Nella realtà, le elezioni non offrono nessuna vera alternativa, nessuna via d’uscita. La possibilità di essere ascoltati attraverso le urne è solo un’illusione sapientemente mantenuta.
Isolato, il proletario è impotente
Se la classe operaia non ha nulla da guadagnare sul terreno elettorale, la borghesia ne esce vincente ogni volta. Trasformando i proletari in cittadini-elettori, li diluisce nella massa della popolazione, li isola gli uni dagli altri. Soli e quindi impotenti, può cercare di ficcare nel loro cervello quello che vuole.
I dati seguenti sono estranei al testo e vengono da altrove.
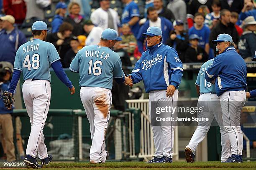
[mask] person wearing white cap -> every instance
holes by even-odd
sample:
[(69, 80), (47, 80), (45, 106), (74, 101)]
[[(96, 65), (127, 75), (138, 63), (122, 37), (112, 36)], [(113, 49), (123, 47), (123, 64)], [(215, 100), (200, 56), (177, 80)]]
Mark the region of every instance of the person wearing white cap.
[(122, 70), (120, 57), (110, 49), (121, 40), (115, 30), (105, 29), (100, 42), (80, 50), (69, 67), (80, 76), (80, 96), (90, 127), (91, 163), (105, 163), (108, 157), (105, 137), (112, 103), (113, 78), (118, 83), (132, 86), (131, 80)]
[[(129, 75), (133, 84), (143, 81), (145, 91), (149, 93), (149, 118), (156, 151), (154, 158), (148, 162), (171, 163), (175, 125), (172, 121), (159, 121), (154, 118), (158, 116), (156, 111), (151, 110), (151, 107), (154, 107), (151, 101), (164, 101), (160, 104), (172, 107), (177, 106), (178, 88), (183, 72), (182, 63), (176, 50), (163, 44), (159, 28), (150, 27), (142, 35), (146, 36), (147, 50), (143, 52)], [(167, 113), (168, 116), (174, 118), (174, 112)]]
[(256, 21), (253, 16), (250, 16), (243, 21), (243, 32), (238, 43), (239, 53), (246, 62), (251, 62), (254, 56), (256, 50)]
[(247, 67), (234, 47), (230, 35), (221, 34), (212, 42), (217, 43), (219, 55), (206, 71), (205, 80), (215, 84), (220, 98), (224, 129), (231, 144), (231, 155), (225, 162), (242, 162), (243, 133), (240, 114), (246, 98)]
[(3, 30), (0, 32), (0, 60), (14, 63), (18, 48), (27, 42), (24, 34), (14, 27), (14, 18), (10, 15), (0, 17)]

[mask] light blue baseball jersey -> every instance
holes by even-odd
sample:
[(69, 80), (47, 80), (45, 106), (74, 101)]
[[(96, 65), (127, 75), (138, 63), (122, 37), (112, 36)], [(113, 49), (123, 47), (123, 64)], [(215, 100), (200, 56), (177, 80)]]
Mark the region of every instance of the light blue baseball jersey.
[(106, 47), (97, 45), (81, 49), (70, 64), (69, 69), (79, 73), (81, 87), (98, 87), (112, 89), (113, 78), (125, 76), (120, 57)]
[(213, 59), (209, 60), (201, 66), (195, 83), (196, 85), (200, 87), (200, 92), (204, 93), (215, 92), (214, 85), (206, 81), (205, 78), (205, 71), (208, 67), (212, 65), (213, 60)]
[(60, 60), (53, 44), (34, 39), (21, 45), (16, 53), (13, 69), (21, 71), (23, 79), (51, 81), (51, 64)]

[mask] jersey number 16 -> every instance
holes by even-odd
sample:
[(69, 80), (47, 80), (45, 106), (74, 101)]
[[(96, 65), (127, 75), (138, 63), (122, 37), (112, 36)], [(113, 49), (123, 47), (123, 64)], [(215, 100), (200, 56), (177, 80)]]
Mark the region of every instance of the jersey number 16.
[(40, 66), (39, 62), (40, 56), (38, 54), (34, 54), (32, 57), (32, 65), (30, 64), (29, 55), (26, 55), (23, 62), (23, 68), (28, 68), (28, 71), (31, 70), (31, 67), (34, 70), (37, 69)]

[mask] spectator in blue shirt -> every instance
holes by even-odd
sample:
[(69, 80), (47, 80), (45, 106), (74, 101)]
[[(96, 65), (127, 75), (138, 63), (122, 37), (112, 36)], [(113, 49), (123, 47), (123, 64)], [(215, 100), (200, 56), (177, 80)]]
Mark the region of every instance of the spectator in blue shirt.
[(137, 36), (138, 47), (140, 52), (144, 52), (143, 44), (145, 38), (142, 34), (147, 32), (149, 27), (157, 27), (161, 29), (163, 36), (163, 43), (166, 44), (169, 38), (171, 31), (173, 30), (172, 24), (169, 20), (164, 17), (159, 17), (156, 10), (153, 7), (149, 7), (147, 11), (148, 20), (141, 27), (139, 33)]
[[(196, 13), (195, 15), (194, 20), (195, 24), (189, 30), (189, 35), (196, 34), (199, 37), (199, 45), (205, 49), (208, 54), (210, 51), (209, 37), (210, 33), (210, 28), (204, 25), (204, 15), (200, 13)], [(213, 54), (212, 54), (213, 55)]]
[[(10, 83), (13, 73), (13, 66), (9, 62), (0, 62), (0, 92), (7, 90)], [(6, 150), (7, 161), (11, 162), (16, 160), (13, 144), (13, 127), (11, 114), (13, 107), (10, 110), (5, 106), (3, 98), (0, 98), (0, 126), (4, 138), (3, 147)], [(2, 144), (3, 144), (2, 143)]]
[(18, 48), (27, 42), (24, 34), (14, 27), (14, 18), (10, 15), (0, 17), (2, 21), (3, 30), (0, 32), (0, 61), (8, 61), (13, 65), (16, 52)]
[(138, 5), (131, 0), (122, 0), (125, 6), (122, 14), (122, 24), (128, 23), (131, 31), (136, 37), (138, 35), (140, 26), (140, 12)]
[(67, 12), (67, 5), (64, 2), (60, 2), (56, 5), (56, 15), (54, 15), (51, 22), (52, 33), (59, 31), (59, 26), (63, 23), (65, 15)]

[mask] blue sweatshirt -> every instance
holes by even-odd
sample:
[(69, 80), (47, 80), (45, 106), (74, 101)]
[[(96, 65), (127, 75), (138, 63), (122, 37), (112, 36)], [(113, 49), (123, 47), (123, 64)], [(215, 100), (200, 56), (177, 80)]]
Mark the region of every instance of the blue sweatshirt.
[[(159, 17), (161, 19), (161, 30), (163, 33), (163, 43), (164, 44), (166, 43), (167, 40), (169, 38), (170, 32), (172, 30), (172, 24), (168, 20), (164, 17)], [(145, 36), (142, 35), (142, 34), (147, 32), (148, 28), (149, 27), (149, 20), (148, 20), (141, 27), (138, 34), (137, 36), (137, 43), (138, 48), (139, 51), (142, 54), (144, 52), (143, 50), (143, 43), (146, 38)]]
[[(9, 81), (5, 83), (3, 83), (3, 82), (0, 82), (1, 94), (3, 93), (4, 91), (7, 90), (8, 88), (9, 88), (10, 83), (10, 82)], [(7, 109), (5, 106), (5, 104), (3, 103), (3, 97), (0, 98), (0, 114), (12, 113), (13, 112), (13, 105), (11, 110), (8, 110)]]
[(130, 74), (133, 83), (143, 80), (148, 93), (151, 90), (166, 90), (169, 85), (177, 88), (183, 68), (176, 50), (161, 42), (146, 49)]
[(212, 65), (206, 70), (205, 79), (215, 79), (218, 96), (226, 91), (245, 90), (246, 88), (247, 67), (234, 47), (228, 47), (217, 55)]

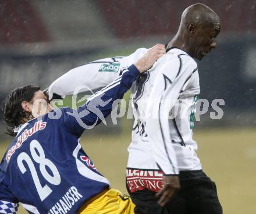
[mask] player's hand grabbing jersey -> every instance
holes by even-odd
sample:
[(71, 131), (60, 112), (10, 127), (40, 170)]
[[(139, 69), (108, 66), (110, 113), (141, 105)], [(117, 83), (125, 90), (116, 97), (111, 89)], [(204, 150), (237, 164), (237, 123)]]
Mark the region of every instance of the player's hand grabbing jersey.
[[(56, 93), (64, 96), (72, 94), (75, 87), (79, 84), (90, 86), (92, 90), (102, 87), (120, 73), (120, 69), (116, 73), (108, 69), (102, 72), (101, 67), (105, 66), (104, 62), (109, 60), (111, 65), (118, 60), (122, 66), (129, 66), (146, 51), (145, 48), (140, 48), (122, 59), (104, 59), (75, 68), (50, 86), (49, 95)], [(134, 181), (146, 178), (149, 174), (146, 173), (147, 176), (144, 176), (145, 174), (140, 174), (138, 169), (158, 172), (163, 170), (166, 174), (179, 174), (180, 170), (201, 169), (195, 153), (197, 145), (192, 139), (195, 104), (200, 94), (197, 69), (197, 63), (193, 58), (185, 52), (174, 48), (160, 58), (148, 72), (140, 76), (134, 83), (132, 92), (135, 120), (126, 172), (128, 180), (131, 181), (129, 187), (136, 187), (138, 183), (133, 184)], [(81, 76), (87, 73), (87, 79), (80, 79)], [(69, 87), (67, 90), (66, 86), (71, 82), (73, 88)], [(176, 102), (168, 102), (176, 99)], [(147, 109), (158, 120), (145, 118)], [(176, 117), (168, 120), (168, 115), (171, 113)], [(158, 177), (162, 176), (159, 174)], [(145, 186), (138, 189), (143, 188)], [(157, 188), (152, 190), (158, 190)]]
[(19, 202), (30, 213), (75, 213), (108, 188), (79, 138), (130, 88), (139, 72), (134, 66), (129, 69), (77, 110), (57, 109), (19, 129), (0, 165), (0, 213), (16, 213)]

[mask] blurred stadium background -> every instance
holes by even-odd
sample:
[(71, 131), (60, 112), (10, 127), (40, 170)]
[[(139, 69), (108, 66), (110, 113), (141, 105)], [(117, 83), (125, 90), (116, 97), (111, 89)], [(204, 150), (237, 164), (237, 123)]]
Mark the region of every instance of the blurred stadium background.
[[(168, 42), (192, 0), (0, 0), (0, 101), (28, 84), (48, 87), (70, 69), (138, 47)], [(224, 213), (256, 213), (256, 1), (201, 0), (221, 17), (218, 47), (198, 62), (201, 98), (223, 99), (195, 123), (204, 169)], [(81, 77), (90, 78), (90, 77)], [(127, 98), (129, 94), (126, 95)], [(69, 98), (66, 104), (69, 104)], [(211, 111), (211, 110), (210, 110)], [(112, 186), (126, 191), (131, 120), (86, 131), (82, 144)], [(0, 155), (12, 138), (0, 126)], [(19, 213), (25, 213), (21, 209)]]

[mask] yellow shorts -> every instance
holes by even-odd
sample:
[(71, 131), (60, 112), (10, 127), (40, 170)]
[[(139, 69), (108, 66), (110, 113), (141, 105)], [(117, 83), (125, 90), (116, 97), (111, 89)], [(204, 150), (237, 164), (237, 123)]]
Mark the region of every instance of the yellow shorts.
[(115, 189), (106, 190), (90, 199), (79, 214), (134, 214), (135, 205), (131, 198)]

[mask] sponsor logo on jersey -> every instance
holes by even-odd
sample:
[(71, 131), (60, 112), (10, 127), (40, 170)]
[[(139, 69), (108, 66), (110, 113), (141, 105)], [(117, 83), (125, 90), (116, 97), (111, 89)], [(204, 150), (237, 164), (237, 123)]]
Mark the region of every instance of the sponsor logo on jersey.
[(120, 62), (113, 62), (111, 64), (103, 63), (99, 67), (99, 72), (118, 72), (120, 67)]
[(43, 130), (46, 127), (47, 123), (43, 122), (42, 120), (36, 122), (34, 126), (29, 130), (26, 129), (21, 135), (18, 137), (16, 143), (12, 146), (7, 152), (6, 160), (8, 163), (12, 155), (15, 152), (16, 149), (20, 148), (23, 142), (27, 139), (29, 137), (33, 135), (34, 133), (39, 130)]
[[(67, 213), (80, 199), (83, 198), (75, 187), (71, 187), (49, 211), (48, 214)], [(72, 212), (72, 213), (74, 213)]]
[(145, 188), (158, 192), (163, 188), (163, 172), (158, 170), (126, 169), (128, 188), (131, 192)]
[(93, 163), (93, 161), (91, 161), (91, 159), (90, 159), (88, 157), (84, 155), (81, 155), (80, 156), (81, 160), (82, 160), (83, 162), (86, 162), (86, 165), (89, 166), (91, 168), (93, 168), (96, 171), (98, 171), (96, 169), (96, 167), (94, 165), (94, 163)]

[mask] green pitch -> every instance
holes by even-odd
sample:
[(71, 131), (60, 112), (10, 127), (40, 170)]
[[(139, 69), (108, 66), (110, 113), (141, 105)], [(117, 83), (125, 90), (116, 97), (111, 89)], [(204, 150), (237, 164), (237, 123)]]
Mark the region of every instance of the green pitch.
[[(198, 155), (205, 172), (217, 185), (225, 214), (254, 214), (256, 194), (256, 129), (222, 129), (195, 130)], [(127, 147), (130, 130), (122, 135), (87, 137), (81, 143), (97, 169), (112, 187), (125, 192)], [(0, 144), (0, 155), (7, 147)], [(20, 209), (18, 213), (25, 213)]]

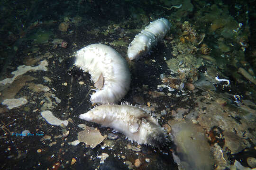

“Tutti gli uomini sono nati liberi ed uguali davanti alla legge”, questo è inciso nel marmo della Dichiarazione universale dei diritti dell’uomo. Per questo ogni cittadino ha un diritto inalienabile, quello di votare. Questa ideologia può essere riassunta in una semplice equazione: un individuo = un voto. Ma il problema è proprio che questa bella affermazione di principio è solo virtuale. Nel mondo reale gli uomini sono tutt’altro che uguali. Nel mondo reale la società è divisa in classi. Sopra e dominante, con le redini in mano, c’è la borghesia; sotto, ci sono tutti gli altri strati della società e in particolare la classe operaia. In concreto questo significa che una minoranza detiene lo Stato, i capitali, i media... La borghesia può quindi imporre ogni giorno le sue idee, la sua propaganda.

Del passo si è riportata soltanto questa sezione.